Typically, the Medicare Part B premium is increased each year in line with Part B per capita expenditures.  In the absence of any complicating factors, the 2016 monthly premium would have increased from $104.90 in 2015 to $120.70.  The law, however, contains a “hold harmless” provision that limits the dollar increase in the premium to the dollar increase in an individual’s Social Security benefit.  Because the COLA for Social Security benefits was zero for 2016, premiums did not increase for the 70 percent of beneficiaries protected by the hold harmless provision and they continued to pay $104.90.  

Although the Medicare Part B premium has not been officially announced for 2017, reports suggest that, if the hold harmless provision did not apply, the premium would be about the same in 2017 as in 2016 – that is, about $120.  Beneficiaries protected by the hold harmless provision, however, will see their Medicare Part B premium go up only by the dollar increase in their Social Security benefit.

The really interesting question is what’s going to happen to the 30 percent of beneficiaries not protected by the hold harmless provision.  These include new enrollees during the year (5 percent); enrollees who do not receive a Social Security benefit check (3 percent); enrollees with high incomes, who are subject to the income-related premium adjustment (6 percent); and dual Medicare-Medicaid beneficiaries, whose full premiums are paid by state Medicaid programs (19 percent).  (Some overlap exists between the categories, which explains why the numbers add up to slightly more than 30 percent.)    

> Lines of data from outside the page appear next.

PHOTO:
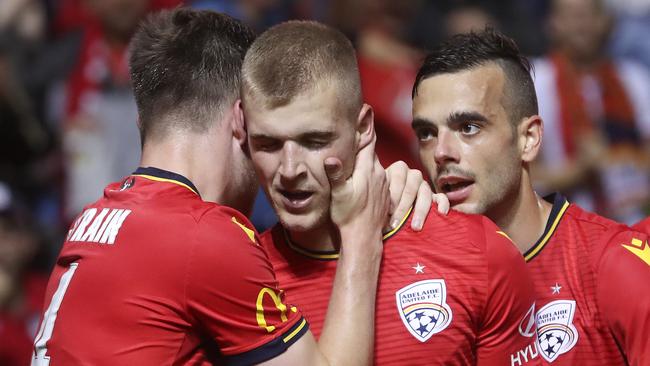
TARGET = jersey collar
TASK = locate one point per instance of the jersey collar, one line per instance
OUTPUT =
(560, 205)
(161, 175)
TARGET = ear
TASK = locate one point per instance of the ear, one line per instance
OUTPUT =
(238, 123)
(530, 133)
(365, 126)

In 2016, the unprotected group faced increases as high as 50 percent, in part to make up for what the protected 70 percent weren’t paying.  But in October last year, Congress and the President agreed on a two-year budget deal that held the increases to 16 percent in 2016.  So the basic premium for the unprotected group rose to $121.80, and much higher for those with income-related premiums.  But the protection technically would apply to 2017 only if it were another year of zero Social Security COLA.  Who knows what will happen in the face of a very small COLA.  

Moreover, those who first claimed Social Security benefits in 2016 are paying $121.80, while their counterparts who claimed in 2015 or before are paying only $104.90.  Both of these groups will be held harmless in 2017, but, unless Congress says otherwise, the former group will continue to pay a higher basic premium than the latter group.  Finally, those who claim for the first time in 2017 will not be held harmless.  

Let’s hope Congress is in an expansive mood when it returns in November!  And, by the way, this situation is all too complicated!